Sassari, processo appello per femminicidio di quattro anni fa

Confermare le condanne a 21 anni di carcere per omicidio volontario inflitte in primo grado agli imputati Jalal Hassissou e Soufyane El Khedar, accusati dell'uccisione di Zeneb Badir, la donna 34enne marocchina morta il 23 luglio 2018, dopo essere stata massacrata di botte in uno stazzo tra Arzachena e Baja Sardinia, in Gallura. È la richiesta avanzata questa mattina dalla procuratrice generale Maria Gabriella Pintus ai giudici della Corte d'assise d'appello di Sassari.
    La Corte, presieduta dal giudice Salvatore Marinaro emetterà la sentenza il 31 gennaio.
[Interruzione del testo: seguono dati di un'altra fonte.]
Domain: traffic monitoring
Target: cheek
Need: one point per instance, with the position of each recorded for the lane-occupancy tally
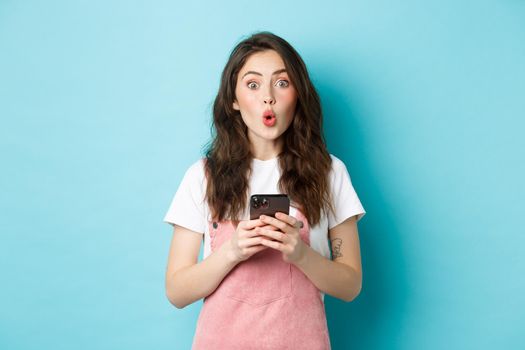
(289, 99)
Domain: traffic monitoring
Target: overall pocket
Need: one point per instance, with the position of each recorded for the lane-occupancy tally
(262, 279)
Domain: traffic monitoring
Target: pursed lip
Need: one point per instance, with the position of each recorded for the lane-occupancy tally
(268, 112)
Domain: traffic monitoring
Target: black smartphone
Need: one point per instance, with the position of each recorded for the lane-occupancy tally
(268, 204)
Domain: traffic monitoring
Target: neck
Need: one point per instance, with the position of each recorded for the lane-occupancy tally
(267, 150)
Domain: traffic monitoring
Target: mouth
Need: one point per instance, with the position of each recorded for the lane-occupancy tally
(269, 118)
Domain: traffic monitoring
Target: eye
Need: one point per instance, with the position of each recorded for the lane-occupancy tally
(252, 85)
(283, 83)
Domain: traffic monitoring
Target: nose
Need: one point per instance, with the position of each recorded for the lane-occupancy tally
(268, 96)
(269, 100)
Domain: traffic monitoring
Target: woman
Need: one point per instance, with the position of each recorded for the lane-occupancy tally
(263, 281)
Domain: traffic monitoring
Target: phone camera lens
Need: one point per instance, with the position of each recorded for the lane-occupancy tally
(255, 202)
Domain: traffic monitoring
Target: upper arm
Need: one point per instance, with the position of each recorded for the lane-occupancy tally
(184, 249)
(344, 240)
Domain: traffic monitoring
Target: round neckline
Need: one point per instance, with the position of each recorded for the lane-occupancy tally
(267, 161)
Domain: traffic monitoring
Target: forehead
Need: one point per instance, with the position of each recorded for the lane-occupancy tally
(265, 62)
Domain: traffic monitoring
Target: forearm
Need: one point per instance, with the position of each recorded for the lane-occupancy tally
(195, 282)
(330, 277)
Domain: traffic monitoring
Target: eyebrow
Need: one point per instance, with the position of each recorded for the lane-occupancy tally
(257, 73)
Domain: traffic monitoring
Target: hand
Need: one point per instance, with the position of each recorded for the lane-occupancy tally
(285, 238)
(245, 241)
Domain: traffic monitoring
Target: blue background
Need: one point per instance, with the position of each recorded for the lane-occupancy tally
(104, 104)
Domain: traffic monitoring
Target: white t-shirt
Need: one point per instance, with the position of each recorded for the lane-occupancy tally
(189, 209)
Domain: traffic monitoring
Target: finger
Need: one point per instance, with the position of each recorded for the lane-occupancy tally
(250, 224)
(290, 220)
(278, 235)
(283, 226)
(253, 250)
(250, 242)
(273, 244)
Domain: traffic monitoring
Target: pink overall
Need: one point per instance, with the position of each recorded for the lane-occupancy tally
(263, 303)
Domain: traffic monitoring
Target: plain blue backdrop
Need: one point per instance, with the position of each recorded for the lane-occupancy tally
(104, 104)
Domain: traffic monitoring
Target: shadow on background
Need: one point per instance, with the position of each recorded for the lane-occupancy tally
(360, 324)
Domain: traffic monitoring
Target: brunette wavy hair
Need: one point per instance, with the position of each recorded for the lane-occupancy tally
(305, 162)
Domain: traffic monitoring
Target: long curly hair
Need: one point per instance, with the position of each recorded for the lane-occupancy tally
(304, 161)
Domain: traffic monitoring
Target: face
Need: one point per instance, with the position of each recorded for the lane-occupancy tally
(265, 97)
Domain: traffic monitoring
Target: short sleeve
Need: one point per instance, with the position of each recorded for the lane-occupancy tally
(187, 208)
(344, 198)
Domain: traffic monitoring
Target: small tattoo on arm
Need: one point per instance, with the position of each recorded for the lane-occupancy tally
(336, 248)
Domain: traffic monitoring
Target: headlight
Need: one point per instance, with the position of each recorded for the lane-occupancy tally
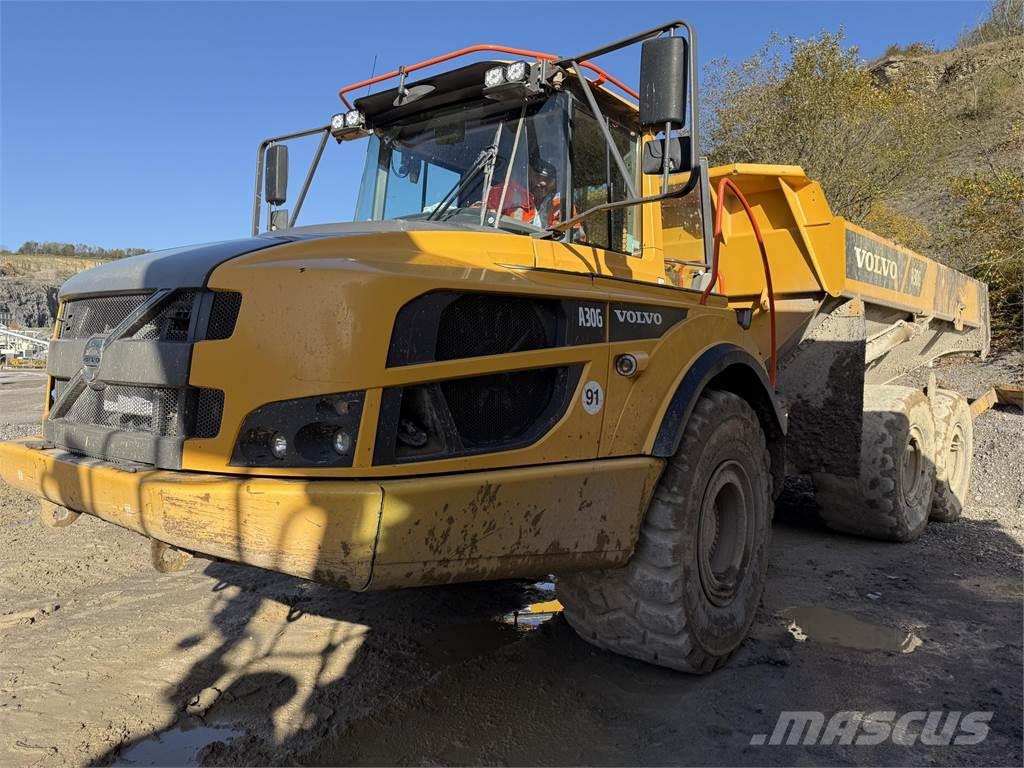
(342, 442)
(515, 72)
(279, 445)
(318, 431)
(494, 77)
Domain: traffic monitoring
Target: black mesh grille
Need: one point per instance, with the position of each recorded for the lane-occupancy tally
(171, 323)
(58, 387)
(84, 317)
(209, 408)
(499, 408)
(131, 409)
(223, 314)
(477, 325)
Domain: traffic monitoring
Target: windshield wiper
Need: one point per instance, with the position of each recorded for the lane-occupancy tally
(484, 160)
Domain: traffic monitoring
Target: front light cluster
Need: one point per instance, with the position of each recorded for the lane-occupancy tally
(351, 124)
(316, 431)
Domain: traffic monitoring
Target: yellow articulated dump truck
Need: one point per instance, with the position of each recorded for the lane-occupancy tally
(551, 341)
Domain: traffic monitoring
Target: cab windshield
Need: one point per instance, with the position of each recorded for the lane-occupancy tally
(489, 166)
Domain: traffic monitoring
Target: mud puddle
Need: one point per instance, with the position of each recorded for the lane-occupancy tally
(174, 747)
(534, 614)
(835, 628)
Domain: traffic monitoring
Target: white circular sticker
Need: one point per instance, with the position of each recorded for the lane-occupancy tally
(592, 397)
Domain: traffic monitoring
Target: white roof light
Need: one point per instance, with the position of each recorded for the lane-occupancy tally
(494, 77)
(515, 72)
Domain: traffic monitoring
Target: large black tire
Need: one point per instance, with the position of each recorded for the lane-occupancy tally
(892, 498)
(687, 597)
(953, 454)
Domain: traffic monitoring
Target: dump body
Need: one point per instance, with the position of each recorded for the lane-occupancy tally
(853, 309)
(817, 257)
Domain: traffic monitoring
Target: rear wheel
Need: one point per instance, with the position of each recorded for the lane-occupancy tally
(892, 497)
(954, 450)
(688, 596)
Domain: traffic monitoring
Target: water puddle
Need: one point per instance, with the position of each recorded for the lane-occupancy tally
(534, 614)
(174, 747)
(836, 628)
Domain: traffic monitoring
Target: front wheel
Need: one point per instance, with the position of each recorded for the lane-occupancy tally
(688, 596)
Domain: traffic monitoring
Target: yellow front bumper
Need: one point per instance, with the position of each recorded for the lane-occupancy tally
(322, 530)
(363, 535)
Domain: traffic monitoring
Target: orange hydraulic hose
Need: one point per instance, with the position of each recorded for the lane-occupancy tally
(726, 183)
(602, 75)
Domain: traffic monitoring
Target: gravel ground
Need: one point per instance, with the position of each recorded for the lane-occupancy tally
(102, 659)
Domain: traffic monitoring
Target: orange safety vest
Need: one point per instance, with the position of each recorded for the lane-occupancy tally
(519, 205)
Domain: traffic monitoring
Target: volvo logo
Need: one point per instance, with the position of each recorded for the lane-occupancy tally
(638, 317)
(92, 355)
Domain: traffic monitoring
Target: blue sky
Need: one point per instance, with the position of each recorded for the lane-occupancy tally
(135, 124)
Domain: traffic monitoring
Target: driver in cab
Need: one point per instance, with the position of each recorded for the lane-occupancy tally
(541, 205)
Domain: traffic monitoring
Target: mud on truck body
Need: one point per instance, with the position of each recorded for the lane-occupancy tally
(453, 389)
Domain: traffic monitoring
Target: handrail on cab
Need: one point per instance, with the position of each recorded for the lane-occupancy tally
(602, 76)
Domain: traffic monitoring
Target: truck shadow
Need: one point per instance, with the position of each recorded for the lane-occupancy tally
(307, 674)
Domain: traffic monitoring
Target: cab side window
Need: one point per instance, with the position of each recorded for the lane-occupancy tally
(596, 179)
    I due imputati, connazionali della vittima, difesi dagli avvocati Cristina Cherchi e Agostinangelo Marras, per l'omicidio della 34enne sono stati già condannati dalla Corte d'assise di Sassari: secondo la ricostruzione processuale dei fatti, contestati dalle difese che hanno chiesto l'assoluzione, la donna, amica di Hassissou e El Khedar, era stata pestata a sangue e lasciata per ore agonizzante in casa, prima di essere accompagnata alla guardia medica di Arzachena e poi all'ospedale di Olbia, dove era arrivata già in coma. I due uomini avevano raccontato ai medici e ai carabinieri che le lesioni erano dovute a una caduta. Poi, dopo un paio di ore Soufyane El Khedar aveva confessato, dichiarando però che lui aveva solo assistito al pestaggio e, anzi, aveva tentato invano di fermare il suo amico. La Corte li aveva ritenuti entrambi responsabili condannandoli a 21 anni di reclusione e al pagamento di una provvisionale di 250mila euro a ciascuna delle tre figlie minorenni della vittima, rappresentate dall'avvocato Damaso Ragnedda.